Rethinking Intensive Quantities via Guided Mediated Abduction

Some intensive quantities, such as slope, velocity, or likelihood, are perceptually privileged in the sense that they are experienced as holistic, irreducible sensations. However, the formal expression of these quantities uses a/b analytic metrics; for example, the slope of a line is the quotient of its rise and run. Thus, whereas students' sensation of an intensive quantity could serve as a powerful resource for grounding its formal expression, accepting the mathematical form requires students to align the sensation with a new way of reasoning about the phenomenon. I offer a case analysis of a middle school student who successfully came to understand the intensive quantity of likelihood. The analysis highlights a form of reasoning called abduction and suggests that sociocognitive processes can guide and mediate students' abductive reasoning. Interpreting the child's and tutor's multimodal action through the lens of abductive inference, I demonstrate the emergence of a proportional concept as guided mediated objectification of tacit perception.
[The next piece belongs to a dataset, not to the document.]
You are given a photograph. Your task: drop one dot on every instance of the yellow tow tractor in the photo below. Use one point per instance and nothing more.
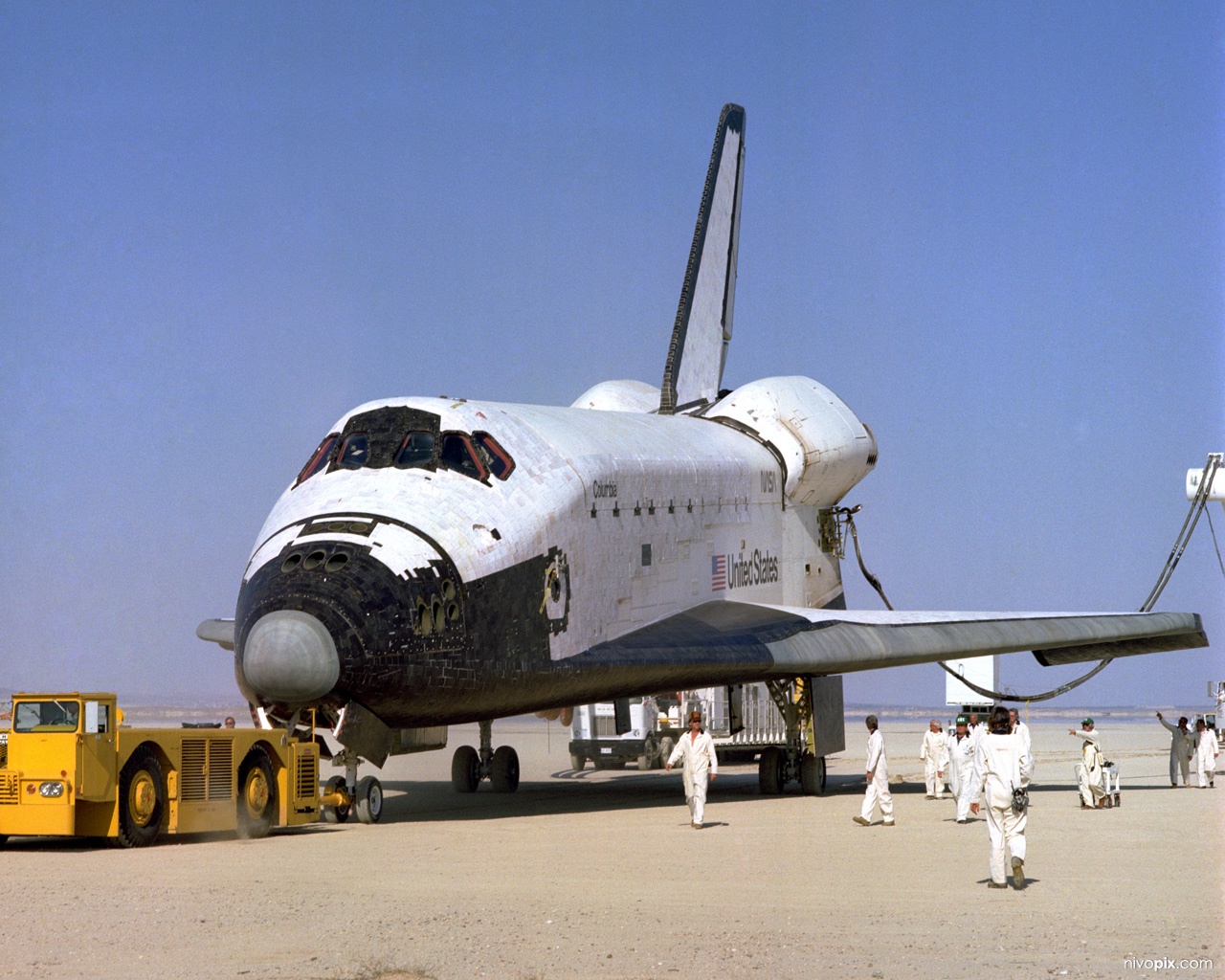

This "gestalt first" process is contrasted with traditional "elements first" approaches to building proportional concepts, and I speculate on epistemic and cognitive implications of this contrast for the design and instruction of these important concepts. In particular, my approach highlights an important source of epistemic difficulty for students as they learn intensive quantities: the difficulty in shifting from intuitive perceptual conviction to mediated disciplinary analysis. My proposed conceptualization of learning can serve as an effective synthesis of traditional and reform-based mathematics instruction.